Thursday, May 29, 2008

folklore and multimodality

As a folklore grad student, I know relatively little about composition theory compared to the rest of the group, I think...but I am very excited about how what I learn during this workshop can inform my understanding of folklore and help make the field more engaging for my students. I mentioned this in my mini-interview today, but I find it interesting to think about how as a folklore instructor, I urge my students in their analyses of narrative performances (telling jokes or contemporary legends, for example) to pay attention to the meaning-making parctices that extend beyond language.
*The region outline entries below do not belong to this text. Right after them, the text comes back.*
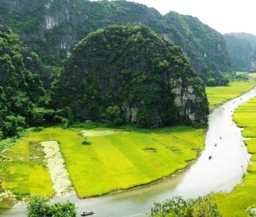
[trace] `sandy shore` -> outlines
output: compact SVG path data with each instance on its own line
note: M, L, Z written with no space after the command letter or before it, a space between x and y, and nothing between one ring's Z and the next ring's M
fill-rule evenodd
M73 191L69 174L57 141L41 143L46 154L46 165L51 174L53 187L56 196L64 196Z

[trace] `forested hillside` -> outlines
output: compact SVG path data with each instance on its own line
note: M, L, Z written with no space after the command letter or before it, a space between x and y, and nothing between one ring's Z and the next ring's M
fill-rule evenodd
M37 123L48 102L45 76L37 55L0 21L0 138Z
M182 48L207 83L226 83L230 69L225 41L199 19L175 12L161 15L154 8L125 1L2 0L0 12L21 40L36 52L46 68L58 71L73 46L90 32L110 24L146 25Z
M80 120L145 127L205 121L208 110L181 49L143 25L91 32L68 58L53 98Z
M256 36L237 32L225 34L223 37L232 69L238 71L256 71Z

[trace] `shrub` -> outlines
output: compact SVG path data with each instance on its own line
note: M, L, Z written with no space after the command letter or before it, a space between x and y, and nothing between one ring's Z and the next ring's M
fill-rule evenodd
M249 211L250 217L256 217L256 207L255 205L253 205L252 206L248 207L246 209L246 211Z
M28 217L75 217L76 208L71 202L46 203L45 198L33 195L27 207Z
M163 203L155 203L151 209L151 216L179 217L220 217L216 203L209 197L184 200L176 196Z
M86 137L84 138L84 140L82 142L82 144L83 145L91 145L91 143L88 140L88 138Z

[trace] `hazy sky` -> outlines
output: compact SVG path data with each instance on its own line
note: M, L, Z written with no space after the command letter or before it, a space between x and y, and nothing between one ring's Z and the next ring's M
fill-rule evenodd
M176 11L198 17L221 33L256 35L255 0L129 0L153 7L163 14Z

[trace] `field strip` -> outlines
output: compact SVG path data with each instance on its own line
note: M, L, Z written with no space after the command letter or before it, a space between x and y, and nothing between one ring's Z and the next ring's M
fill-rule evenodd
M46 154L47 167L51 174L55 195L64 196L73 190L58 143L57 141L42 142L41 145Z

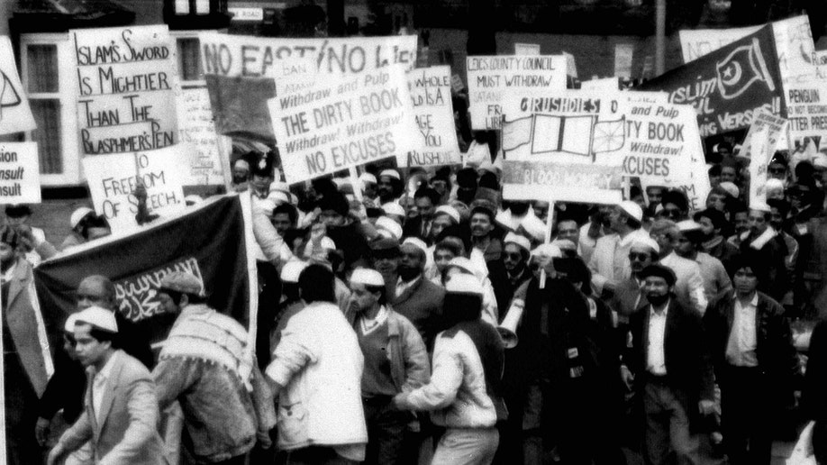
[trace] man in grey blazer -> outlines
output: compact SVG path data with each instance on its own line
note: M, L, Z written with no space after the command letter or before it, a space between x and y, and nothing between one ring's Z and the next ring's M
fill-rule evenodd
M149 370L117 348L112 312L91 306L77 318L76 350L88 373L85 411L51 450L47 465L59 463L87 441L98 465L165 464Z

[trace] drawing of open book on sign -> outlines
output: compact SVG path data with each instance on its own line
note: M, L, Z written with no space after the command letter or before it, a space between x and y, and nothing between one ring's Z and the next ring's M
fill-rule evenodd
M532 155L568 153L591 157L623 149L625 142L625 117L597 122L595 115L555 116L532 114L505 123L503 150L531 144Z

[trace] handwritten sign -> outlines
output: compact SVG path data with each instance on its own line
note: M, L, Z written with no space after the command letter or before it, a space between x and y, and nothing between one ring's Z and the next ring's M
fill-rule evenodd
M37 142L0 143L0 204L39 203Z
M187 147L185 186L224 183L219 135L215 132L210 94L205 88L184 89L178 96L180 140Z
M566 89L566 57L522 55L468 57L471 126L500 129L507 90Z
M70 32L81 153L151 150L177 142L175 47L167 26Z
M768 112L759 112L743 143L743 156L750 159L750 205L767 202L767 167L782 137L787 120Z
M185 208L179 147L137 153L114 153L83 159L95 211L106 217L114 231L137 226L139 183L147 190L147 207L161 216Z
M12 42L5 35L0 36L0 134L32 131L34 117L17 75Z
M423 138L423 150L410 152L407 165L462 163L450 101L450 67L416 68L407 76L414 118Z
M415 35L269 39L203 32L198 38L204 73L243 78L347 76L395 64L410 70L418 41Z
M514 43L514 55L540 55L540 44Z
M553 188L556 200L592 202L620 189L626 108L620 92L507 92L504 198L541 200Z
M317 83L268 102L285 178L296 183L422 150L404 68Z
M806 147L815 150L827 145L827 82L788 86L787 119L790 123L790 149Z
I'll show my students a video-recording of a performance in context and then show them a transcript of just the words and ask them to point out what gets "lost" when the performance makes its way onto the written page (things like volume, pitch, accents, whether people are standing or sitting in relation to one another). When I send students out to audio and/or video record such performances in their own fieldwork projects, I ask them to think about these "textural" aspects of such performances when they ultimately generate their analyses. With all this focus I put on paying close attention to the multimodal aspects of performance, those communicative features that extend beyond the realm of language, it is a bit funny to think about how I ask them ultimately to explain the meaning of these elements in an 8-10 page paper. It will be a fun exercise in this class to think of assignments that allow for alternative modes of composition in my folklore classes.